Oats are high in fiber and complex carbohydrates, which digest slowly, helping you feel full for an extended period.
Legumes are rich in protein and fiber, both of which contribute to feelings of fullness. They can be included in soups, salads, stews, or as a side dish.
Avocados are a good source of healthy fats and fiber, which help regulate hunger hormones and keep you feeling satisfied.
Greek yogurt is high in protein, which helps keep you feeling full. Opt for plain, unsweetened varieties and add fruit or nuts for extra flavor and nutrients.
Eggs are rich in protein and nutrients, making them a filling option for meals. Enjoy them boiled, scrambled, or as part of a vegetable omelet.

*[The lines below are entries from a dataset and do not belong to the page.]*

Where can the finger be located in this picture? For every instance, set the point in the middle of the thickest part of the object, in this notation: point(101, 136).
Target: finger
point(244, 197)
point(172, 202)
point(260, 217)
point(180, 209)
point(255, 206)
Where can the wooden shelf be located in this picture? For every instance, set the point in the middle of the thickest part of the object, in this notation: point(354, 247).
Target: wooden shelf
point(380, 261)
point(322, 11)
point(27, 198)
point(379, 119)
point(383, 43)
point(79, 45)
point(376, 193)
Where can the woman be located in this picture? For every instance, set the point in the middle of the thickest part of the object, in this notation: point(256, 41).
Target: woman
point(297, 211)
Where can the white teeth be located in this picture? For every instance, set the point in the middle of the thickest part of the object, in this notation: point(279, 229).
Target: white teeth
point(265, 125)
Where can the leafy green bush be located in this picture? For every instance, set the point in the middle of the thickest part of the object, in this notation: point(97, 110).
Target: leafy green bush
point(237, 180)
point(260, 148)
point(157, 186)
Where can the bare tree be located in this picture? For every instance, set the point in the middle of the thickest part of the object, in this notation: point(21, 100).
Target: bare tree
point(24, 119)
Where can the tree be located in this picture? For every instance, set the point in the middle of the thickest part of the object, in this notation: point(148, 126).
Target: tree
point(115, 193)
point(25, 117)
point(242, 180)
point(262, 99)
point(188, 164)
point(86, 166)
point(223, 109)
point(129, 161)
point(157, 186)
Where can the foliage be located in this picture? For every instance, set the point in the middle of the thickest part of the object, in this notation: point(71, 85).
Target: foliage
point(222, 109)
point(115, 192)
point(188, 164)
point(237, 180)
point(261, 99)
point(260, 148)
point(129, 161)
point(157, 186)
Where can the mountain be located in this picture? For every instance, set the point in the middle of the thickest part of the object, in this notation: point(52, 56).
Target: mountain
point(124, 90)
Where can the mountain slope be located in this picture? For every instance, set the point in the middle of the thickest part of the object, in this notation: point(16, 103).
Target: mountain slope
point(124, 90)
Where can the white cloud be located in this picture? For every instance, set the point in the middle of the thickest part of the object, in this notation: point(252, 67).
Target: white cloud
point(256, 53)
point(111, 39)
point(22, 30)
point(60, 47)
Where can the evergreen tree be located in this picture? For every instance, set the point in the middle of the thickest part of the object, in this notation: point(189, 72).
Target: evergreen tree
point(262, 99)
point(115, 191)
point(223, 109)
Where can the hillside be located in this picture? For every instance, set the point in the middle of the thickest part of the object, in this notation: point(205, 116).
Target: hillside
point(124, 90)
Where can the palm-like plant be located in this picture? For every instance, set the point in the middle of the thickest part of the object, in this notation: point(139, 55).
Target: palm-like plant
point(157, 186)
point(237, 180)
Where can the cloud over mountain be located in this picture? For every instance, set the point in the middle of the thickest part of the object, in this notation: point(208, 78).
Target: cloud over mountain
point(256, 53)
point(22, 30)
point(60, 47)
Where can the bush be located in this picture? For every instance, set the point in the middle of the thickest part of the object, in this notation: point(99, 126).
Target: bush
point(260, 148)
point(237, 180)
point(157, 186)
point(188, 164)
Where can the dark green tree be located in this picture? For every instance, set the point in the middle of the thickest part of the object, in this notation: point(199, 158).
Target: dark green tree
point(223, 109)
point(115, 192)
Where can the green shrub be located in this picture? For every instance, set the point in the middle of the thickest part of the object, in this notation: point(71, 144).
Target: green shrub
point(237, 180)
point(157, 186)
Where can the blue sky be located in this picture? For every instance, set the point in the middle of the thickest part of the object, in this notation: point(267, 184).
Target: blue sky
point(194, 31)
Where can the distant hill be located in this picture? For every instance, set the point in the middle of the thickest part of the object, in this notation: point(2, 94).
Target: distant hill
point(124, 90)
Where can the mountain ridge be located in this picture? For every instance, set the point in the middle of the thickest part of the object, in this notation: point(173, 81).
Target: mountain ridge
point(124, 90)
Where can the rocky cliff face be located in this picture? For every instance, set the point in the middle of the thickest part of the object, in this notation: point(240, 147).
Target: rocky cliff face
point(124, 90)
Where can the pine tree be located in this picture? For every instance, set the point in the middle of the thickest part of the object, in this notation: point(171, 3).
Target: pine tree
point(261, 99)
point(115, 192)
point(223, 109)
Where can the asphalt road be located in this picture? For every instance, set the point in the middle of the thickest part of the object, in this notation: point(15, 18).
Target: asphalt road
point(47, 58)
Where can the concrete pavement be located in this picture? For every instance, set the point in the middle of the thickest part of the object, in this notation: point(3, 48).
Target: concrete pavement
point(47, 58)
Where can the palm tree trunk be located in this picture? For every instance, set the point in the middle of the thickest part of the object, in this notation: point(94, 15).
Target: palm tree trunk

Nuts and seeds are high in protein, healthy fats, and fiber, all of which promote feelings of fullness. Enjoy a handful of almonds, walnuts, or pumpkin seeds as a snack.
Quinoa is a complete protein source and contains fiber, making it a satisfying option for meals. Use it as a base for salads, stir-fries, or as a side dish.
Chia seeds are rich in fiber and can absorb water, expanding in your stomach and promoting feelings of fullness. Add them to smoothies, yogurt, or make chia pudding.
Sweet potatoes are rich in fiber and complex carbohydrates, which digest slowly and help keep you full. Enjoy baked sweet potatoes as a side dish or use them in soups and stews.
Salmon is a fatty fish rich in protein and omega-3 fatty acids, which help promote feelings of fullness and satiety. Include grilled or baked salmon in your meals for a satisfying protein source.